Für den Arzt ist es manchmal nicht einfach, die Bronchiolitis von der – ähnlich verlaufenden – obstruktiven Bronchitis oder einem Asthmaanfall zu unterscheiden. Schließlich werden ja auch die obstruktive Bronchitis und das Asthma im Säuglings­alter fast immer von »Erkältungen«, d. h. vi­ralen Luftwegsinfekten ausgelöst, und alle drei Erkrankungen zeigen sich vor allem durch eine erschwerte Ausatmung (also einer »obstruktiven« Atemnot).
Hat Ihr Säugling zum ersten Mal eine Atemnot, so scheidet zumindest das Asthma als Diagnose zunächst aus – diese Erkrankung lässt sich erst am »Muster« von immer wieder­kehrenden Anfällen erkennen, eine verlässliche Diagnose ist also erst »im Nachhi­nein« möglich.

Vorbeugung

Leider verursacht das auslösende RS-Virus in den späten Wintermonaten regelrechte Epidemien, und eine Ansteckung lässt sich deshalb praktisch nicht vermeiden. Impfungen sind bisher nicht möglich.

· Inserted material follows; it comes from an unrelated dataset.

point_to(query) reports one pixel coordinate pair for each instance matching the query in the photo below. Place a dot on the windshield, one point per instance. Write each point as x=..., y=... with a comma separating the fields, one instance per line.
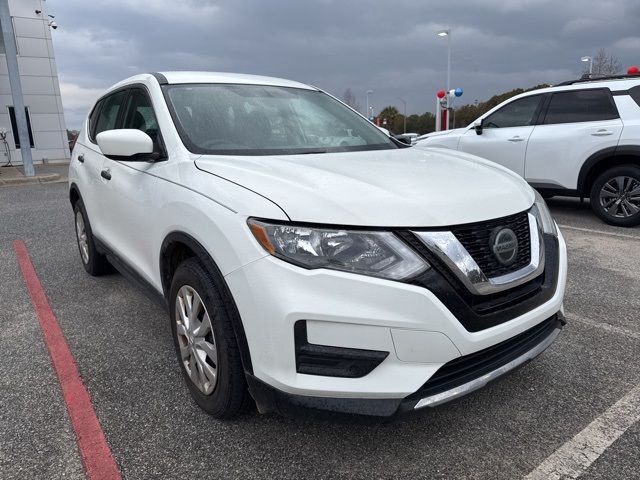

Vor allem frühgeborene Kinder und solche mit bereits bestehenden Luftwegserkrankun­gen sind durch eine Bronchiolitis gefährdet. Deshalb bekommen sehr unreif geborene Frühgeborene und Kinder mit Atemwegsproblemen (etwa einer bronchopulmonalen Dysplasie, BPD) vorbeugend in den Wintermonaten einmal pro Monat eine Infusion mit Antikörpern gegen das RSV.